I can think of several approaches for enforcing the commutativity of adjective matrices:
- simply using diagonal matrices (this reduces to one of the approaches already considered), or
- penalising the off-diagonal elements via regularisation, or
- interleaving existing parameter updates with updates that penalise (co-occurring?) adjective matrices for not commuting with one another, e.g. using the gradient of the matrix commutator $AB – BA$
Eva Maria Vecchi, Marco Baroni and Roberto Zamparelli.
Presented at the workshop “Distributional Semantics and Compositionality” (2011) PDF
The authors attempt to use distributional models to distinguish between acceptable and “semantically deviant” adjective-noun combinations (an example of this distinction is given by “blue rose” vs “residential steak”). They hypothesise in particular that the length of the vector representation of the adjective-noun combination is an indication of its acceptability. Their reasoning for this hypothesis assumes that directions and in particular axes are interpretable in distributional models (this does not apply in the case of word2vec, at least).
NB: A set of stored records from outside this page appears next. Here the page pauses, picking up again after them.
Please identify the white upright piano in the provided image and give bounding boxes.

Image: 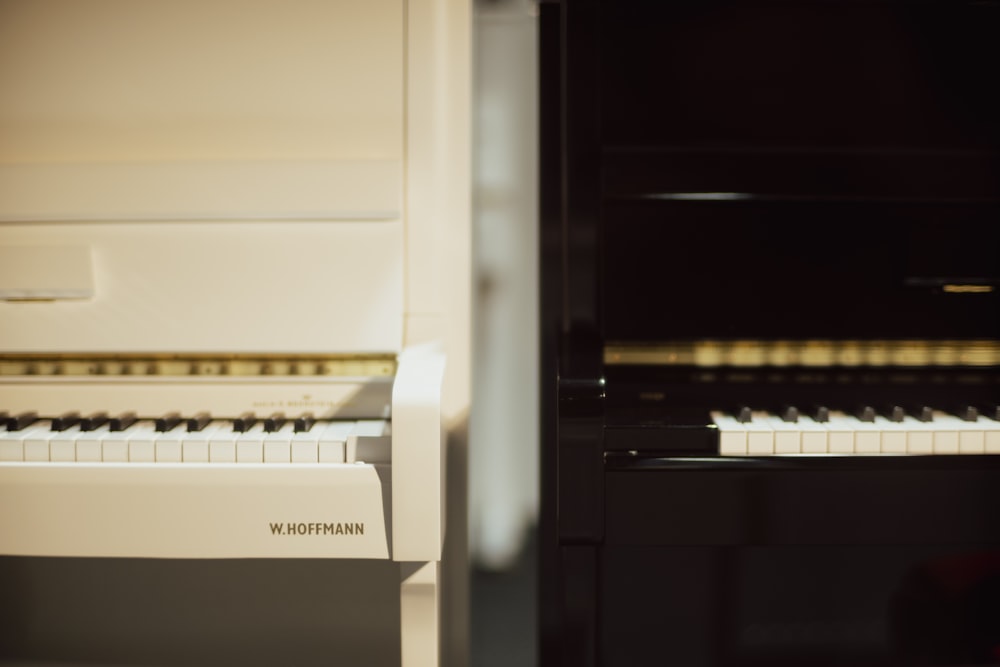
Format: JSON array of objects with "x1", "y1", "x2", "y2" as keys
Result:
[{"x1": 0, "y1": 1, "x2": 470, "y2": 665}]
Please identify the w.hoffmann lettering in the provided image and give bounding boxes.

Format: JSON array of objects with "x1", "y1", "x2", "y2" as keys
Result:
[{"x1": 269, "y1": 522, "x2": 365, "y2": 536}]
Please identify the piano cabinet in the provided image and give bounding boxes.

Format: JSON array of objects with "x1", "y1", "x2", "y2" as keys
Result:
[
  {"x1": 539, "y1": 0, "x2": 1000, "y2": 665},
  {"x1": 0, "y1": 0, "x2": 471, "y2": 665}
]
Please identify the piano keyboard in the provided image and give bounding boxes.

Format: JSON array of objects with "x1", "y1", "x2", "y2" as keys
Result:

They further hypothesise that the combination will be spatially isolated with respect to the cosine similarity.
The distributional representation is derived from a POS-tagged and lemmatised corpus by considering sentence-internal co-occurrence between the vocabulary as a whole and the 10k most frequent nouns, verbs and adjectives, transformed via the “local mutual information” measure and reduced to rank 300 using PCA.
Different methods of transforming the noun representation using the adjective to obtain the adjective-noun combination are studied and the results are evaluated against human judgements of semantic deviance.